Opinion

TikTok ban Congress’ latest moral panic

by Stephen L. Carter

We are living in the age of moral panic. We look around, we see a problem, and we rush to outlaw something. Ban TikTok! cry members of Congress. Ban social media for kids! says the state of Florida. Ban immigrants, ban hate speech, ban imports, ban union shops.

Part of what makes a moral panic a moral panic is that fear overwhelms any effort at moderation. Politicians follow the panic. And throughout the nation’s history, an awful lot of moral panics have involved foreigners. Today’s cases in point: The right’s view on immigration and the left’s on Russian election interference.

Back in the 1960s, the economist George Stigler famously wrote that passing a law does not solve a problem. He was arguing against government tendency to impose regulation without sufficient evidence — a process, wrote the future Nobel laureate, that tends to result in rules that are “capricious and arbitrary in high degree.”

In the proposed TikTok ban, we see both aspects of the problem: a lack of evidence and an arbitrary result. But that’s nothing new.

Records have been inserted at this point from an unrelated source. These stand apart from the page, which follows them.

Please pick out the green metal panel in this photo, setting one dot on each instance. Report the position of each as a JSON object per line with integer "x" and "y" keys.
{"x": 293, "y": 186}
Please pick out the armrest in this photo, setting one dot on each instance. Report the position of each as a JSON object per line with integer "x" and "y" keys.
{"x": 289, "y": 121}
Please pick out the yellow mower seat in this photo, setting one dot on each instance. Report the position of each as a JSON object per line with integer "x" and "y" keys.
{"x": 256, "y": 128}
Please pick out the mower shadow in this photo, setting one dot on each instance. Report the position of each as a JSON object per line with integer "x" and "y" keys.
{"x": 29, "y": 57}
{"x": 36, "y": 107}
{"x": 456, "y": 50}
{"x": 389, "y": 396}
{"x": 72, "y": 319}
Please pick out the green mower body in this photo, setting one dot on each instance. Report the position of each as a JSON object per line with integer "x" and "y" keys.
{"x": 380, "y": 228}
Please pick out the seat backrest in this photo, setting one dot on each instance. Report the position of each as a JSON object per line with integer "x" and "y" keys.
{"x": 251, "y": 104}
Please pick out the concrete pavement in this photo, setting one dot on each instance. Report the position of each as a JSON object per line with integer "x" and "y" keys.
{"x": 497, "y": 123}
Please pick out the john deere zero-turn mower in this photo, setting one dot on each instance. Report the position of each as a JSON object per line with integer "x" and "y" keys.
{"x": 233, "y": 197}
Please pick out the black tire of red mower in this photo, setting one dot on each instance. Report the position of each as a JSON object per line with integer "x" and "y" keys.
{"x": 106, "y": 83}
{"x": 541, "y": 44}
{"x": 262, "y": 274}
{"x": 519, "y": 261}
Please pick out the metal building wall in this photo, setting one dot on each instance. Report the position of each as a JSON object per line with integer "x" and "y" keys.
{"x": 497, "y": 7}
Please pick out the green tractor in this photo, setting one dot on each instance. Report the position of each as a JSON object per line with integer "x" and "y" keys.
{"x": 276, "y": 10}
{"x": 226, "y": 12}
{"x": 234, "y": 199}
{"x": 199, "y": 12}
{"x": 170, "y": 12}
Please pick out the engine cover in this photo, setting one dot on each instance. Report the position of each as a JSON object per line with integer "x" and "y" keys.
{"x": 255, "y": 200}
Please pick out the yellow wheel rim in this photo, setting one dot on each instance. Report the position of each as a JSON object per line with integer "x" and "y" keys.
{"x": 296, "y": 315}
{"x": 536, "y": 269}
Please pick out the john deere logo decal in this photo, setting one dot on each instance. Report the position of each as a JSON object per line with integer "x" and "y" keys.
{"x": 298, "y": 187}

Laws resulting from moral panics generally fit that model. And, once adopted, they’re tough to get off the books.

Consider a few examples.

Why are there tight limits to this day on foreign ownership of domestic U.S. air carriers? Blame a moral panic of the past. In the 1920s, Congress voted the first restrictions after Gen. Mason Patrick of the U.S. Army Air Service testified that the nation needed its own civilian aircraft in case they ever had to be called into service. (That was also, said Patrick, the only way to train the pilots we’d need if there was another war.) Later, in the Cold War atmosphere of the 1950s, national security experts issued ominous warnings of the consequences should adversaries have the freedom of American skies. The restrictions were tightened.

Or consider the rules prohibiting issuance of licenses to build nuclear power plants (or perform several other nuclear-related functions) to entities “owned, controlled, or dominated” by foreigners. The source is the same: moral panic. Ironically, the 1946 Atomic Energy Act, passed in the optimistic wake of World War II, placed few limits on foreign investment. The Senate report on the bill conceded that there was no effective way to keep nuclear knowledge from other nations, because the “book of nature” was available to all.

Then came the Cold War. After the Soviet Union successfully tested an atomic bomb in 1949, the U.S. was seized by fear of what the Reds would do next. In 1954, Congress extensively amended the 1946 statute. The new law did more than just ban foreign ownership. A license also could not be granted to any U.S. citizen “deemed to be undesirable from the national security viewpoint.”

The same panic had allowed, in 1950, the passage of a law giving the heads of certain federal departments almost total authority to suspend or fire employees “when deemed necessary in the interest of national security.” In practice, the “deeming” was often by the Federal Bureau of Investigation, which was not required to provide the evidence on which its judgment rested. Moral panic indeed. Of all these laws, only this last has been substantially weakened — the U.S. Supreme Court eventually narrowed the scope of the ability to fire those deemed security risks through an interpretation of the statute.

To be sure, not every moral panic about foreign influence results in lasting legal damage. Consider the temperance movement. As George Fisher of Stanford Law School details in his fascinating new book “Beware Euphoria,” the 19th-century temperance movement was deeply nativist, imbued with a sense that non-Protestant immigrants brought with them the corrupting influence of over-indulgence in alcohol. World War I gave the drive for prohibition further impetus, because drinking was seen as so … well … German. But of course, the 18th Amendment has been repealed.

The war on drugs, however, is another story. Today, despite widespread fears of Mexican fentanyl, the data show that 89% of traffickers are US citizens. But fears of foreign drugs are longstanding. A single example from Fisher’s book: One argument pressed against opium was the belief that the Chinese had brought it to our shores.

All of which brings us back to TikTok.

According to news reports, we’ve reached the point where legislators who’ll be voting on whether to ban the platform are being opposed by their own children. Young folks love it. But tomorrow they may love something else. Social media may be here to stay, but which platforms are popular is a matter of fashion. They have predictable life cycles. Whether or not the ban passes, within two or three years, a new platform will be the favorite.

That’s another problem with moral panics: The loudest voices are all too often the ones fighting yesterday’s war. But to borrow from Isaac Asimov, anybody can see the crisis once it arrives. The real service to the state is to detect it in embryo.

Stephen L. Carter is a Bloomberg Opinion columnist, a professor of law at Yale University.